Start jvisualvm command Select the corresponding process to view the deadlocked thread

Jstack analyzes the stack information of threads with high CPU usage

Start a while loop to make the CPU Keep working

1. top -p /pid: Check the resource usage of the process

It is obvious that the process causes the CPU usage to be almost 100%.

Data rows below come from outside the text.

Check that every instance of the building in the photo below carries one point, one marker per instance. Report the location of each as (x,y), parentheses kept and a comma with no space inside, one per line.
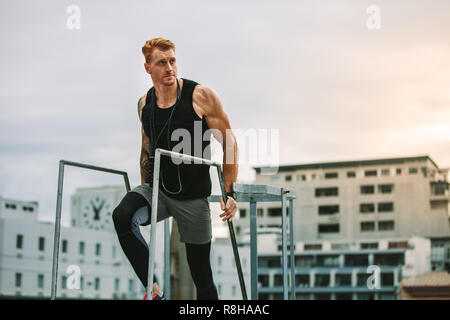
(350,215)
(428,286)
(340,270)
(91,262)
(224,269)
(367,199)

2. Press H to view the resources occupied by each thread in the process

#3. Find the PID column that uses nearly 100% of the CPU, indicating the thread tid is 5027, convert it to hexadecimal to 13a3 through the converter,

4. Execute jstack 5026|grep -A 10 13a3 through jstack command, you can get the stack information of thread tid 13a3, and then find the cause Execution line number with 100% CPU usage

##jinfo View jvm system parameters

jinfo -flags /pid: View jvm parameters

jinfo -sysprops /pid: View the system parameters of java

##Jstat View the amount of heap memory usage and class loading information

jstat -gc /pid: Garbage collection statistics

S0C: The size of the first survivor area, in KB; S1C: The size of the second survivor area; S0U: The used size of the first survivor area; S1U: the used size of the second survivor area; EC: the size of the Eden Garden; EU: the used size of the Eden Garden; OC: the old generation size; OU: the used size of the old generation; MC: Method area size (metaspace); MU: method area usage size; CCSC: compressed class space size; CCSU: compressed class space usage size; YGC: number of young generation garbage collections; YGCT: young generation garbage collection consumption time, unit s; FGC: Number of old generation garbage collections; FGCT: Old generation garbage collection time consumption, unit s; GCT: Total garbage collection time consumption, unit s

jstat -gccapacity/pid: Heap memory statistics

NGCMN: the minimum capacity of the new generation; NGCMX: the maximum capacity of the new generation; NGC: the current capacity of the new generation; S0C: the size of the first survivor area; S1C: the size of the second survivor area; EC: the size of Eden Garden; OGCMN: the minimum capacity of the old generation; OGCMX: the maximum capacity of the old generation; OGC: the current old generation size; OC: the current old generation size; MCMN: the minimum metadata capacity; MCMX: the maximum metadata capacity; MC : Current metadata space size; CCSMN: Minimum compression class space size; CCSMX: Maximum compression class space size; CCSC: Current compression class space size; YGC: Number of young generation GCs; FGC: Number of old generation GCs

jstat -gcnew /pid: View the new generation garbage collection statistics

TT: The number of times an object survives in the new generation; MTT: The maximum number of times an object survives in the new generation; DSS: Expected survivor area size

jstat -gcnewcapacity/pid: Check the new generation memory capacity

S0CMX: Maximum survivor area size 1; S1CMX: Maximum survivor area 2 Zone size; ECMX: Maximum Eden Zone size

jstat -gcold /pid: View old generation garbage collection statistics

##jstat -gcoldcapacity/pid: View old generation garbage collection statistics Memory capacity

jstat -gcmetacapacity/pid: View metadata space statistics

You can optimize the startup parameters of java applications through the jstat gc -pid command. jstat -gc pid 1000 10 (execute the command every 1 second, 10 times in total) to estimate how many new objects will be added to the Eden area per second. The time can be adjusted based on specific results. In fact, the optimization idea is simply to try to make the surviving objects after each Young GC less than 50% of the Survivor area, and keep them in the young generation. Try not to let the object enter the old age. Try to reduce the frequency of Full GC as much as possible to avoid the impact of frequent Full GC on JVM performance.

Memory Leak

For some old data, such as jvm-level memory is not cleaned up in time, resulting in more and more data being piled up. Over time, full gc will be frequently caused, thus causing memory loss. leakage. You can use the mature cache architecture ehcache, which has implemented LRU data elimination strategy.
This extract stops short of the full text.